Potentially more troubling is the release of another batch of emails obtained by the Republican National Committee through a Freedom of Information Act lawsuit. According to ABC News, the documents show that friends of the Clintons and Clinton Foundation donors received special attention from the State Department following a 2010 earthquake in Haiti.
“Hillary Clinton’s penchant for putting the profits of big donors ahead of suffering civilians shows what kind of person she is. Clinton is not ‘fighting for you,’ she’s only fighting for herself and her donors,” Trump campaign spokesman Jason Miller said in a statement Tuesday.
The State Department official involved in the exchanges told ABC she noted friends of Bill Clinton to facilitate determining whether they had a history with Haiti or disaster relief.

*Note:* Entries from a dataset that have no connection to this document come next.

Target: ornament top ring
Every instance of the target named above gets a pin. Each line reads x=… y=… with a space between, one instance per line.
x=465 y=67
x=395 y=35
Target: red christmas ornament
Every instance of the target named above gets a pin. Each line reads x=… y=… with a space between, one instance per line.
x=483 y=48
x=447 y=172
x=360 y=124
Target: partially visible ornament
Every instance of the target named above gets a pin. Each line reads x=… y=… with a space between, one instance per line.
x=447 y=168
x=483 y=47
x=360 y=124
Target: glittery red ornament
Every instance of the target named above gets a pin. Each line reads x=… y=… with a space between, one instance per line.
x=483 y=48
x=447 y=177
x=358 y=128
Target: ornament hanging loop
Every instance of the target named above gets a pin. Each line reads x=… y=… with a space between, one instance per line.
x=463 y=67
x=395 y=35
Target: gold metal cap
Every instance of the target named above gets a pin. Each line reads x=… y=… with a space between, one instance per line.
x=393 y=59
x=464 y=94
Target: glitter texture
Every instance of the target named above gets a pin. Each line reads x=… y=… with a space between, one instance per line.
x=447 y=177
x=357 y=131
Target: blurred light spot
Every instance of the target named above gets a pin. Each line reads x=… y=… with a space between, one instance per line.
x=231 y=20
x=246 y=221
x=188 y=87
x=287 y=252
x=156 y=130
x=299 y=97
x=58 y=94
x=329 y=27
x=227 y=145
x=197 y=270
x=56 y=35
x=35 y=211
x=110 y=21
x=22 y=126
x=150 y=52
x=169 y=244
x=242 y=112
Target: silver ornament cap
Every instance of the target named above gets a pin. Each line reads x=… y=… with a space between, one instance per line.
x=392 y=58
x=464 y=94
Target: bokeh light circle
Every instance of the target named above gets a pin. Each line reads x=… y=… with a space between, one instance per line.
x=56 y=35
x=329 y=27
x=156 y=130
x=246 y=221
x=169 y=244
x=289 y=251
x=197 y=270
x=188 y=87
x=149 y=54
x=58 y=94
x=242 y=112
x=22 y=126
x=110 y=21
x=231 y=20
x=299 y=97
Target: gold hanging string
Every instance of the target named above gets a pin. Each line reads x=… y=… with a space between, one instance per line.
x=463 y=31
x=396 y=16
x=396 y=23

Nordlinger observed the defense may be that it makes sense to turn to companies the Clintons had ties to and trusted in an emergency, but he added that the perception that the Clintons do favors for their allies stretches back to the 1990s and the Lincoln Bedroom. One more example of it may not drive voters to reconsider their support.
“I guess people are shocked, shocked to discover that the Clintons flip-flop on issues and cozy up to big donors,” he said.
If Trump unshackled turns out to be as disastrous as some Republicans fear, Clinton could face the somewhat counterintuitive problem of holding too big of a lead heading into Election Day.
“When you’re in this kind of high-stakes campaign, you need to worry about everything,” Nordlinger said. If her lead persists, Clinton’s biggest concern may be ensuring turnout among Democrats and independents who assume victory is inevitable.
Neither candidate is well-liked or trusted by the public, and experts say enthusiasm for Clinton among voters is low. Trump’s self-inflicted damage, his debate performance, and Clinton’s sustained attacks may be energizing the Democratic base, though.
“Polling indicates that we're seeing a steady increase in both enthusiasm among Democrats and an increase in their favorable impressions of Hillary Clinton,” McDermott said.
Four weeks is a long time to maintain the current dynamics in a race that has often proven unpredictable, particularly with an organization like WikiLeaks dropping new documents almost daily. Podesta’s emails may not be front page news at the moment, but the campaign needs to be prepared if a truly scandalous document is released or if Trump manages to stop making news for long enough that the media’s glare turns to them.